Então, quase sem pensar, e já de costas para o carro, ele acena com a mão livre e solta um Até depois! desatento para o outro passageiro, com quem provavelmente dividiu a corrida ao sair da estação. Sem dizer seu nome, sem fazer uma gracinha que suavizasse o incômodo da parada, nada. A despedida típica dele: rápida, ousada e direta — pode escolher o adjetivo, para ele tanto faz.
Pode esperar, pensei, é exatamente assim que ele vai se despedir de nós quando for embora. Com um Até depois! abrupto e despreocupado.
Até lá, nós teríamos que suportá-lo durante seis longas semanas.
Fiquei totalmente intimidado. Ele era do tipo inacessível.

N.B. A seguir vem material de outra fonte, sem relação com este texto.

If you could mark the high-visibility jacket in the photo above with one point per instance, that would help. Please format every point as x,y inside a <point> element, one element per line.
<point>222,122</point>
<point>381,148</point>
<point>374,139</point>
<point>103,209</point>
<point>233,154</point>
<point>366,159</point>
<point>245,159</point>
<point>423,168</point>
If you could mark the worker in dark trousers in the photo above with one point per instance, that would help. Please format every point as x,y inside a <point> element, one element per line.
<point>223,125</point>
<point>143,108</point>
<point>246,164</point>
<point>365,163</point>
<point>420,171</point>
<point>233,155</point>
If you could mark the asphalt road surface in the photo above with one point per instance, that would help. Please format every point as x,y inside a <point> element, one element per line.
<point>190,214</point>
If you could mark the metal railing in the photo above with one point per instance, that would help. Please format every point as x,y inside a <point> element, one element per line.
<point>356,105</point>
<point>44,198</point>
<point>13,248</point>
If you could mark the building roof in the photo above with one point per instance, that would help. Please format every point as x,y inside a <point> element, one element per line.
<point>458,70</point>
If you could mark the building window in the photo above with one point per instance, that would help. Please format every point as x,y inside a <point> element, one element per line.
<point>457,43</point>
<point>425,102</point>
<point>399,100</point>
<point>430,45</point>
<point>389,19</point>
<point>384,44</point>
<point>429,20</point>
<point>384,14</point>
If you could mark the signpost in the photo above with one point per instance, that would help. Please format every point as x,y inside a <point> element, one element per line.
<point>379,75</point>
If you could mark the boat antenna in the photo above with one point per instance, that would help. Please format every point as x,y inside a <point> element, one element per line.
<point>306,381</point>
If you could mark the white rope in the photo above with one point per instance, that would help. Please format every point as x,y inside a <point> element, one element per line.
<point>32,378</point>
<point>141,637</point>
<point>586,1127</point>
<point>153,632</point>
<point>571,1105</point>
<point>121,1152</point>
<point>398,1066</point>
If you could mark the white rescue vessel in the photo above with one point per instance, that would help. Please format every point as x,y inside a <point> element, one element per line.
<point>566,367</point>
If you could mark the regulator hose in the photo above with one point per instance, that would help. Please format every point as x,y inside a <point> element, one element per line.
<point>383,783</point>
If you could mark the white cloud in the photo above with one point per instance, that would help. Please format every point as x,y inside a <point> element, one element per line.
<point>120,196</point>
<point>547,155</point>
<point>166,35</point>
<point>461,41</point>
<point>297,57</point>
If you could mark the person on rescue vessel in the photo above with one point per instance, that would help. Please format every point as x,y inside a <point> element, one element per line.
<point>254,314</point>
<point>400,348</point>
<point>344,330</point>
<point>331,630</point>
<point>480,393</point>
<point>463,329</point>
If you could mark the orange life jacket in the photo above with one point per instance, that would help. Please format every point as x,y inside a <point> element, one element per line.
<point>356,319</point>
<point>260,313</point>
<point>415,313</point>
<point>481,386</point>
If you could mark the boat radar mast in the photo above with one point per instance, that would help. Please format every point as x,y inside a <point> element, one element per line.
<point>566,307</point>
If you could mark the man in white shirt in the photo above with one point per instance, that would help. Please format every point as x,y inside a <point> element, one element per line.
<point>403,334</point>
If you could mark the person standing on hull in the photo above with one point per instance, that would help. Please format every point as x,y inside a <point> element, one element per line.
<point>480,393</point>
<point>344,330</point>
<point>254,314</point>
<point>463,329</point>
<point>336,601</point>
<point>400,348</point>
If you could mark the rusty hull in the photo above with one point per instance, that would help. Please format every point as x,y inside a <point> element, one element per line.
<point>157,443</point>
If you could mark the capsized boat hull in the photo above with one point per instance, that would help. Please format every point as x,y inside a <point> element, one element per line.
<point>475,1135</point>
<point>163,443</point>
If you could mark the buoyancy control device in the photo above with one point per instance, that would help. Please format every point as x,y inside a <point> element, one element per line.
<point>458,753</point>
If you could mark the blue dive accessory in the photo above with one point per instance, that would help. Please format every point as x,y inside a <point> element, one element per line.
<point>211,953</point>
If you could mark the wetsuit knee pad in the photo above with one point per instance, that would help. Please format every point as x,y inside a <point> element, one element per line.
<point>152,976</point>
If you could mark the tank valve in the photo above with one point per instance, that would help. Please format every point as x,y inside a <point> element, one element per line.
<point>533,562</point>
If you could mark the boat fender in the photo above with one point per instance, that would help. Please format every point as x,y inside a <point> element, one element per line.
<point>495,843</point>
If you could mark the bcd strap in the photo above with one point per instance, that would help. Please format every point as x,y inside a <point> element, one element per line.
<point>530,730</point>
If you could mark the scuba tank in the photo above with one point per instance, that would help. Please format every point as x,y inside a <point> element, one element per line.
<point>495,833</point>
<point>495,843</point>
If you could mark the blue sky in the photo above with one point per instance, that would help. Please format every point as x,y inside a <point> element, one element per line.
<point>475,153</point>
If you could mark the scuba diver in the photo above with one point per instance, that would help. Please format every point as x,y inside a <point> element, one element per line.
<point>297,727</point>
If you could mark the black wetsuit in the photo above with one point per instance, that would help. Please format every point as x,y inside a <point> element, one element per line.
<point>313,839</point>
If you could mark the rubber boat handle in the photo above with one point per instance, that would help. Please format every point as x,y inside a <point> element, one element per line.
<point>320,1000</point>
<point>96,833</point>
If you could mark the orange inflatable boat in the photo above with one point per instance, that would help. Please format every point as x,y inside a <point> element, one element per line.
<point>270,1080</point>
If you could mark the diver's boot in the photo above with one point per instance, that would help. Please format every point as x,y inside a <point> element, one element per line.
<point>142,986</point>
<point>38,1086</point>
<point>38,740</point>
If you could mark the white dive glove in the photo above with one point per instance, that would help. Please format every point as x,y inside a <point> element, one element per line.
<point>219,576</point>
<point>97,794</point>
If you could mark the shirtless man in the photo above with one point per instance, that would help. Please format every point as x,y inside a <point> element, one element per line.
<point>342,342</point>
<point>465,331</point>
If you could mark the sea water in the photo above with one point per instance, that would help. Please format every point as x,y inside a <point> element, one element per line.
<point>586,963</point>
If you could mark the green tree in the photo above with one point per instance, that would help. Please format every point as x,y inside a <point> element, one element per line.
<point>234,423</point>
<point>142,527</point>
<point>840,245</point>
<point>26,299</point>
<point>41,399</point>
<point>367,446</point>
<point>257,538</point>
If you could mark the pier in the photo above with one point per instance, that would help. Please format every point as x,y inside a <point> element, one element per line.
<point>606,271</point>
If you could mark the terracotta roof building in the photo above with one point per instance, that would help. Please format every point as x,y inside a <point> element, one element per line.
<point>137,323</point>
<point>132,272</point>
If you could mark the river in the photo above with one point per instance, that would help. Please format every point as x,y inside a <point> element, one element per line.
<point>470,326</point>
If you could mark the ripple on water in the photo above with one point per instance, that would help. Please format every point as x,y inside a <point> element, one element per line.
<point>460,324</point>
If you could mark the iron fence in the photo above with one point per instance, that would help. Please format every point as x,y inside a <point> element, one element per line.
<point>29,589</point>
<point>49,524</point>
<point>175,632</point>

Talvez eu fosse gostar dele. Do queixo aos calcanhares. Então, em alguns dias, aprenderia a odiá-lo. O mesmo homem cuja foto no formulário de inscrição havia se destacado meses antes com promessas de afinidade imediata.
Receber hóspedes no verão era o modo como meus pais ajudavam jovens escritores a revisar um manuscrito antes da publicação. Por seis semanas, todo verão, eu tinha que desocupar meu quarto e me mudar para o quarto ao lado no corredor, muito menor, que um dia pertencera ao meu avô. Durante os meses de inverno, quando estávamos na cidade, aquele cômodo temporariamente virava um quartinho de ferramentas, depósito e sótão onde, diziam, meu avô, meu homônimo, ainda rangia os dentes no sono eterno. Os hóspedes de verão não precisavam pagar nada, podiam usufruir de toda a casa e praticamente fazer tudo o que quisessem, desde que passassem por volta de uma hora por dia ajudando meu pai com sua correspondência e papelada em geral. Eles se tornavam parte da família e, depois de quinze anos fazendo isso, tínhamos nos acostumado à enxurrada de cartões-postais e presentes que recebíamos não só perto do Natal, mas durante todo o ano, enviados por pessoas leais a nós e que, quando estavam na Europa, saíam de seu caminho o quanto fosse preciso para passar um ou dois dias em B. com a própria família e fazer uma visita nostálgica ao velho alojamento.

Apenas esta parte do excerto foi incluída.